Я не успеваю договорить, потому что в следующий миг передо мной вырастает Роберт, закрывает мне ладонью рот и пристально смотрит в глаза. Каждый нейрон в моём мозге, каждое нервное окончание в моём теле вибрируют от жаркого возбуждения. В груди у меня разыгрывается настоящая битва: с одной стороны — учитель, который знает, что это неправильно, а с другой — мужчина, страстно желающий прижать к себе этого парня. Свободной рукой Роберт касается моей щеки, моей скулы, моей шеи. Я не прикоснусь к нему. Я не сделаю этого. Но знаю, что не смогу запретить ему касаться меня. Он убирает ладонь с моего рта.

— Роберт... — это просьба. О чём, пока не знаю. Двумя руками он притягивает моё лицо ближе и когда прижимается своими губами к моим, — сначала неуверенно, но потом отчаянно, — я не удерживаюсь и отвечаю также. Это правильно и неправильно.
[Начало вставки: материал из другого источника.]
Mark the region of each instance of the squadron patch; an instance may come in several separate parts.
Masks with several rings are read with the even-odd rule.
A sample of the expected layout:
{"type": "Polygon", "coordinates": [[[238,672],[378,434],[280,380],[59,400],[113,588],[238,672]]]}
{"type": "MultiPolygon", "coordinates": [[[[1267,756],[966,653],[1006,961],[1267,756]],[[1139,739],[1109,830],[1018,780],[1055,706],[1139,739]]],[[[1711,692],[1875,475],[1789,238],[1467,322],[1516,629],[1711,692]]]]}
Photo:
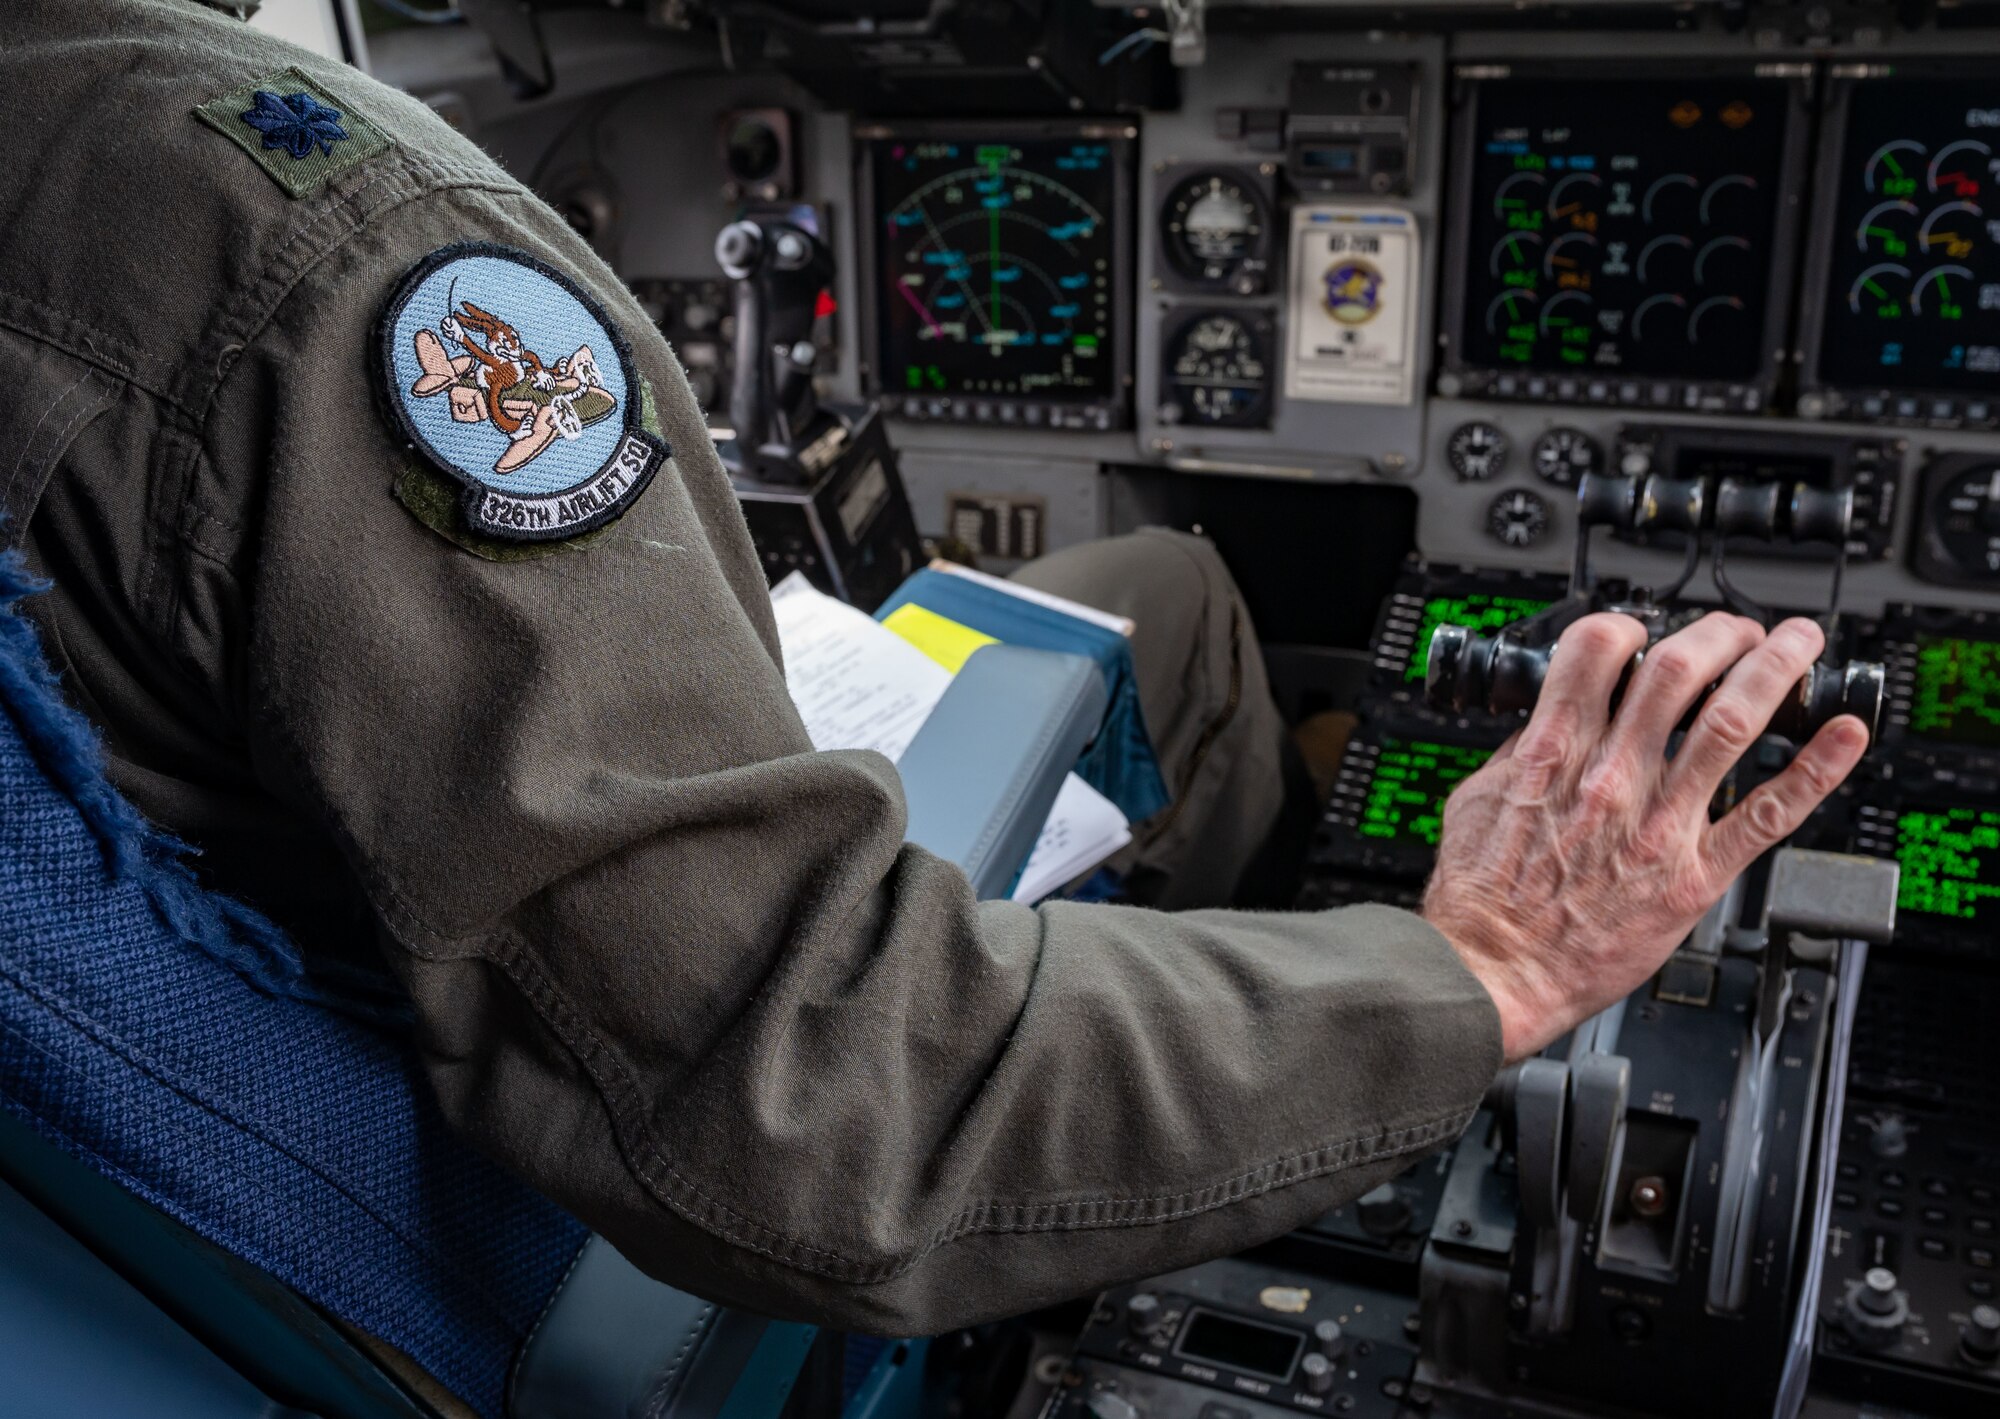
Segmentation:
{"type": "Polygon", "coordinates": [[[476,537],[549,542],[617,517],[668,449],[603,310],[525,252],[432,252],[382,314],[378,378],[403,433],[463,488],[476,537]]]}

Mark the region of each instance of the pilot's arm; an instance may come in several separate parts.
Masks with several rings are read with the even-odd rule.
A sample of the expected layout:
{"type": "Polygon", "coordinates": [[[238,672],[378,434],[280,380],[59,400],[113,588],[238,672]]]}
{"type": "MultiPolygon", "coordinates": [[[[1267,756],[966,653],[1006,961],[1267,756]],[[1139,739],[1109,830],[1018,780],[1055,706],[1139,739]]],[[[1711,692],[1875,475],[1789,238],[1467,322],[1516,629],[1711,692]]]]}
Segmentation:
{"type": "MultiPolygon", "coordinates": [[[[1858,727],[1830,727],[1708,829],[1731,752],[1816,643],[1710,618],[1607,723],[1638,632],[1593,618],[1534,725],[1452,800],[1442,932],[1382,908],[976,902],[904,844],[887,760],[811,751],[742,516],[643,313],[469,145],[344,82],[395,146],[296,202],[192,126],[149,136],[149,170],[256,213],[226,247],[164,270],[136,253],[166,233],[107,220],[89,272],[43,250],[73,308],[129,267],[152,273],[159,330],[204,333],[135,369],[51,483],[28,527],[59,588],[40,614],[114,748],[215,726],[228,762],[202,772],[235,797],[182,811],[127,775],[166,826],[219,841],[231,803],[274,836],[317,825],[447,1115],[666,1279],[931,1332],[1280,1233],[1453,1138],[1503,1050],[1643,980],[1859,753],[1858,727]],[[225,159],[242,166],[201,166],[225,159]],[[629,342],[630,382],[600,344],[579,363],[573,312],[525,277],[485,303],[449,287],[421,341],[399,326],[399,297],[467,242],[581,292],[629,342]],[[560,359],[561,390],[495,373],[560,359]],[[567,387],[592,365],[602,398],[567,387]],[[604,419],[651,447],[647,389],[671,457],[535,504],[604,419]],[[507,466],[485,535],[437,496],[456,486],[440,453],[507,466]],[[509,535],[530,504],[576,535],[509,535]],[[1739,657],[1726,715],[1667,775],[1667,730],[1739,657]]],[[[218,752],[198,738],[156,746],[162,782],[218,752]]]]}
{"type": "Polygon", "coordinates": [[[260,529],[259,774],[343,845],[447,1114],[648,1270],[877,1331],[1018,1312],[1354,1196],[1500,1063],[1414,916],[980,903],[905,845],[894,766],[812,751],[672,354],[525,195],[434,192],[328,252],[209,427],[260,529]],[[672,450],[544,555],[393,492],[418,455],[371,352],[467,240],[601,304],[672,450]]]}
И чтобы наконец остановится, мне приходится собрать в кулак всю свою силу воли.

— Чёрт! — бормочу я, прижимаясь лбом к его лбу и отрывая за запястья его ладони от моего лица. — Мы должны остановиться.

— Я не хочу останавливаться, — говорит он, затаив дыхание и высвобождая руки. Он касается губами моей шеи, а его ладонь скользит по моей рубашке вверх. Живот инстинктивно поджимается, и я чувствую образовавшееся между поясом и мышцами пресса свободное пространство. У меня вырывается стон. Пальцы Роберта погружаются в волосы на моей груди, и я почти перестаю соображать.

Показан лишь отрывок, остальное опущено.